Search code examples
pythonpandasloopsvectorization

How do I iterate through a Pandas dataframe with conditions? (confusion over iterrows/for loops/vectorization)


I have a dataset I need to iterate on a condition:

data = [[-10, 10, 'Hawaii', 'Honolulu'], [-22, 63], [32, -14]]
df = pd.DataFrame(data, columns = ['lat', 'long', 'state', 'capital'])


for x in range(len(df))
    if df['state'] and df['capital'] = np.nan:
        df['state'] = 'Investigate state'
        df['capital'] = 'Investigate capital'

My expected output is that if the state field and capital fields are both empty then fill in the empty fields respectively. The actual data I use and the function within the loop is more complex than this example but what I want to focus on is the iterative/looping portion with the condition.

My Googling found iterrows and I read tutorials that just say to go ahead and use a for loop. Stackoverflow answers denounced the two options above and advocated to use vectorization instead. My actual dataset will have around ~20,000 rows.
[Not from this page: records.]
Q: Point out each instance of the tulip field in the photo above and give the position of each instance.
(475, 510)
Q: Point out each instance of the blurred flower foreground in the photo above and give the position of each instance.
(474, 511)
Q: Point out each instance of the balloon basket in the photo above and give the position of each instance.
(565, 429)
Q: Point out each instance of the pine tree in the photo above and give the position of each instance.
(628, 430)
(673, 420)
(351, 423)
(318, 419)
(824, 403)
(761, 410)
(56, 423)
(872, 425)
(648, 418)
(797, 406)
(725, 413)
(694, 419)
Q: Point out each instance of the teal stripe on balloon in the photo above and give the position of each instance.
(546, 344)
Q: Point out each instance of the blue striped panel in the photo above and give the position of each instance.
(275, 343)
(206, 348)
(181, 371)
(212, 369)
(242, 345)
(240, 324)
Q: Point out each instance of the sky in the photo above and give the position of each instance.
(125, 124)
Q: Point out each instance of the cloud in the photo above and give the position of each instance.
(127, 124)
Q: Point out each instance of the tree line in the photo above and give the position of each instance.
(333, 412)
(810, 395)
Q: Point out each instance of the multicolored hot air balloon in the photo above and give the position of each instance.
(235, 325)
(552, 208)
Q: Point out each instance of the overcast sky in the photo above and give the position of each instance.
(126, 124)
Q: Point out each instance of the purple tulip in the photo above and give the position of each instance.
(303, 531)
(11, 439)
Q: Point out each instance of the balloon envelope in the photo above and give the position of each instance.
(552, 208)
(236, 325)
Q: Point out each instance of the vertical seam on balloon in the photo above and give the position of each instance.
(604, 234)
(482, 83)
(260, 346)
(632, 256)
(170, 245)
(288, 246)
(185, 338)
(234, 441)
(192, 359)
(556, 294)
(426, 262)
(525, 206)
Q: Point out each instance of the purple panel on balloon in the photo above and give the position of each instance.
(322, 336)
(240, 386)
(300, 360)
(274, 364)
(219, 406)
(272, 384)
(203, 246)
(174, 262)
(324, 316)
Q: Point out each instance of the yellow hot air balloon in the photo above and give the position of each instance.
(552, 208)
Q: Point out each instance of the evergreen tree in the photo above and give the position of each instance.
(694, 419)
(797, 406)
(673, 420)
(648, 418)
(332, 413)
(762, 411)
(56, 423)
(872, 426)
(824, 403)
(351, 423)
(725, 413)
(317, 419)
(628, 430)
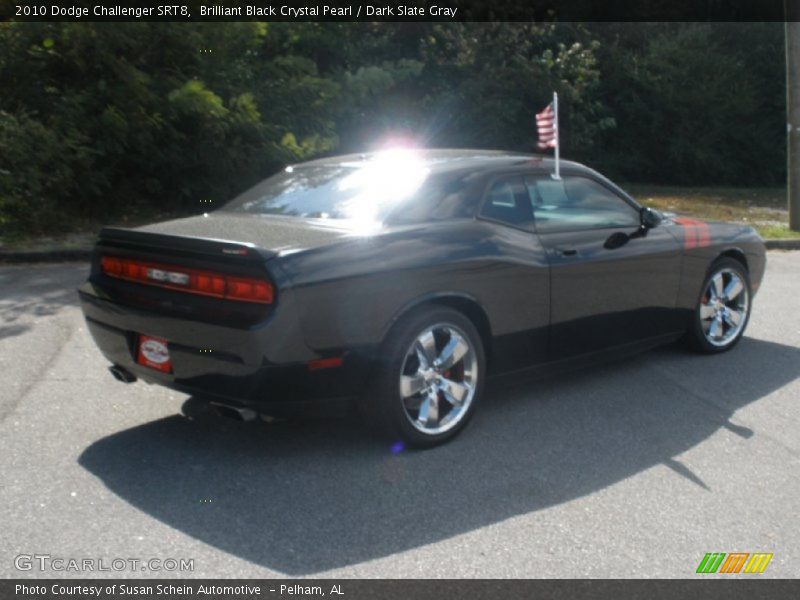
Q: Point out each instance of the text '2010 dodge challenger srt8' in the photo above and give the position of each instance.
(397, 281)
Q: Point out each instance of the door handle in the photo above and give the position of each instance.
(566, 250)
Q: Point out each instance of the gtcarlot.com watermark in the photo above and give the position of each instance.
(61, 564)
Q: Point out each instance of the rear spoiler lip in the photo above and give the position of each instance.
(198, 245)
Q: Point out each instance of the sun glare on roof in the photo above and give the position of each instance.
(390, 176)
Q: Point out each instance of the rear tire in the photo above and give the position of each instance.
(723, 308)
(428, 380)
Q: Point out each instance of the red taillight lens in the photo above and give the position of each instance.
(193, 281)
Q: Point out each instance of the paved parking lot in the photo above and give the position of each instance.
(633, 469)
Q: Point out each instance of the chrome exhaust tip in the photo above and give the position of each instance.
(121, 374)
(234, 412)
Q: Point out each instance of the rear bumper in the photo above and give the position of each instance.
(265, 367)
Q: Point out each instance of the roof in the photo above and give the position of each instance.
(444, 160)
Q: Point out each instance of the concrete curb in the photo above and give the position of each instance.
(63, 255)
(85, 254)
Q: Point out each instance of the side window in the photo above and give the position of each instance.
(508, 202)
(577, 203)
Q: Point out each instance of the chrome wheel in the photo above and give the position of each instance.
(723, 307)
(438, 379)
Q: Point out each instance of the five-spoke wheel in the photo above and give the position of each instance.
(723, 309)
(437, 381)
(429, 379)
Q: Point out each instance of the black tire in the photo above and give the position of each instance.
(697, 336)
(384, 407)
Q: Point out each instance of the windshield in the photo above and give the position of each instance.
(365, 191)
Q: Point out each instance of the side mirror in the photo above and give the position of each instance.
(650, 218)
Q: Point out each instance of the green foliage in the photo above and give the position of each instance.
(96, 119)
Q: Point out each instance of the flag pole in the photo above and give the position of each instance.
(558, 141)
What is the most efficient implementation and how do I implement it?


Solution

  • You can test each column separately and chain masks by & for bitwise AND:

    m = df['state'].isna() & df['capital'].isna()
    df.loc[m, ['capital', 'state']] = ['Investigate capital','Investigate state']
    

    Fastest is in sample data for 30k rows and 66% matching if also set columns separately:

    m = df['state'].isna() & df['capital'].isna()
    df['state']= np.where(m, 'Investigate state', df['state'])
    df['capital']= np.where(m, 'Investigate capital', df['capital'])
    

    Similar:

    m = df['state'].isna() & df['capital'].isna()
    df.loc[m, 'state']='Investigate state'
    df.loc[m, 'capital']='Investigate capital'
    

    #30k rows
    df = pd.concat([df] * 10000, ignore_index=True)
    
    
    %%timeit
        ...: m = df['state'].isna() & df['capital'].isna()
        ...: df['state']= np.where(m, 'Investigate state', df['state'])
        ...: df['capital']= np.where(m, 'Investigate capital', df['capital'])
        ...: 
    3.45 ms ± 39.4 µs per loop (mean ± std. dev. of 7 runs, 100 loops each)
    
    %%timeit 
    m = df['state'].isna() & df['capital'].isna()
    df.loc[m,'state']='Investigate state'
    df.loc[m,'capital']='Investigate capital'
    
    
    3.58 ms ± 11 µs per loop (mean ± std. dev. of 7 runs, 100 loops each)
    
    %%timeit
    m = df['state'].isna() & df['capital'].isna()
    df.loc[m,['capital', 'state']] = ['Investigate capital','Investigate state']
    
    4.5 ms ± 355 µs per loop (mean ± std. dev. of 7 runs, 100 loops each)
    

    Another solutions:

    %%timeit 
    m=df[['state','capital']].isna().all(1)
    df.loc[m]=df.loc[m].fillna({'state':'Investigate state','capital':'Investigate capital'})
    
    6.68 ms ± 235 µs per loop (mean ± std. dev. of 7 runs, 100 loops each)
    
    
    %%timeit 
    m=df[['state','capital']].isna().all(1)
    df.loc[m,'state']='Investigate state'
    df.loc[m,'capital']='Investigate capital'
    
    
    4.72 ms ± 284 µs per loop (mean ± std. dev. of 7 runs, 100 loops each)